Provincial schools close to the capital were often roped in – Geelong Grammar and Geelong College in Melbourne, King’s College Parramatta in Sydney, Ipswich and Toowoomba Grammar and Southport in Brisbane, and sometimes a major metropolitan high school. Fuxtures between the

Great Public Schools representative side and the Cricket Association or University were also common pre-war in Sydney and Brisbane, and drew good crowds, mostly of Old Boys. State Schools often also had representative sides, with Brisbane particular active in fostering high-level schools competition.

The Universities too, while usually represented in first-grade competition (except in Perth, where they played in second grade, and did not exist in Tasmania), also played inter-state intervarsity matches on a regular cycle.
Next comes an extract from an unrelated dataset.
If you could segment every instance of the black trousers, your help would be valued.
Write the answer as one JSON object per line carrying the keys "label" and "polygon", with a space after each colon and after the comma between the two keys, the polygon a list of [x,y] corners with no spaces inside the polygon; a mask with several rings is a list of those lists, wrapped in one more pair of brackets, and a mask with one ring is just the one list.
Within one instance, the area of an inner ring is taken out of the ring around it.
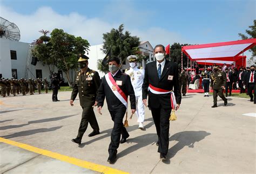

Colts teams – with an age restriction – were a fixture in the first grade competition in Melbourne, Adelaide and Brisbane, usually drawing upon a certain number of the juniors in the other grade clubs, and placed under professional coaching to develop their game. Though often easy-beat teams, at times the Colts were highly competitive – the QCA Colts won the premiership in Brisbane in 1937/38, with the talent of coach and State captain Bill Brown and State players wicket-keeper Don Tallon, batsman Rex Rogers and bowler Bill Tallon.

Club or social cricket teams of long standing – such as Wanderers in Brisbane, or i Zingari in Sydney – also played a role in fostering competition, especially with the public schools, and (in wartime) with Services sides. Professional associations also frequently staged matches – such as Dentists vs Undergraduates in Sydney, and the Railways Institutes national championships.

With the lack of television, and international tours only every two years or so, a State capital would typically see Test cricket only every two or three seasons, and only two Shield matches per season. Grade cricket was thus central to any spectator interested in the game, and crowds at such fixtures were respectable, and newspaper coverage pre-war was lavish.